Zielone światło dla NVIDII
Na zmianach natychmiast zyskały amerykańskie koncerny technologiczne. NVIDIA, globalny lider w produkcji procesorów graficznych i chipów AI, poinformowała, że otrzymała zapewnienie rządu USA o możliwości wznowienia dostaw do Chin. Firma wyraziła nadzieję, że licencje eksportowe zostaną szybko zatwierdzone, co pozwoli jej w krótkim czasie zrealizować zaległe zamówienia.
Głos krytyki: ryzyko strategiczne
Nie wszyscy jednak podzielają optymizm związany z decyzją administracji. Grupa 20 ekspertów ds. bezpieczeństwa narodowego oraz byłych urzędników, w tym osób pracujących wcześniej w administracji Trumpa, wystosowała list otwarty do Departamentu Handlu. W dokumencie ostrzegają, że przywrócenie dostępu Chin do zaawansowanych chipów AI może zagrozić przewadze gospodarczej i militarnej Stanów Zjednoczonych.
„Ta decyzja to strategiczny błąd, który może osłabić naszą pozycję w wyścigu technologicznym. Dostarczając Chinom nowoczesne chipy, sami wzmacniamy infrastrukturę, która posłuży do modernizacji i rozbudowy chińskich sił zbrojnych” – napisano w liście.

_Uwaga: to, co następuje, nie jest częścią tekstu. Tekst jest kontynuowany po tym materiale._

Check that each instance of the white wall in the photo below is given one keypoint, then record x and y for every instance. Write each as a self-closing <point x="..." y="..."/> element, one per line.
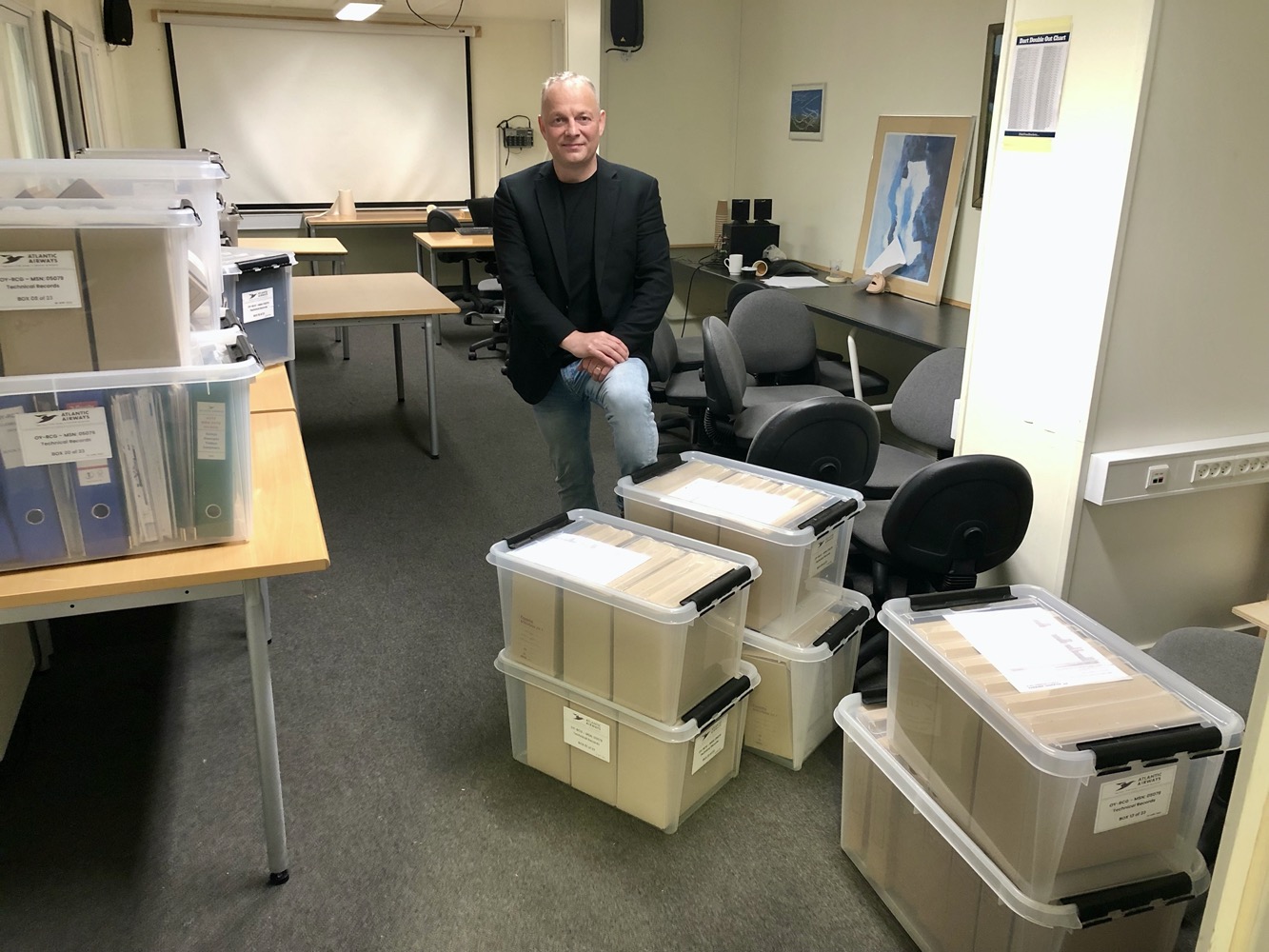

Balans między biznesem a bezpieczeństwem
Spór o eksport chipów AI pokazuje, jak trudne wyzwania stoją przed amerykańską administracją. Z jednej strony, otwarcie rynku chińskiego przynosi korzyści dla amerykańskich gigantów technologicznych, wspierając ich globalną dominację. Z drugiej jednak, rośnie obawa, że swobodny przepływ zaawansowanych technologii może w dłuższej perspektywie wzmocnić potencjał militarny Pekinu i osłabić bezpieczeństwo Stanów Zjednoczonych.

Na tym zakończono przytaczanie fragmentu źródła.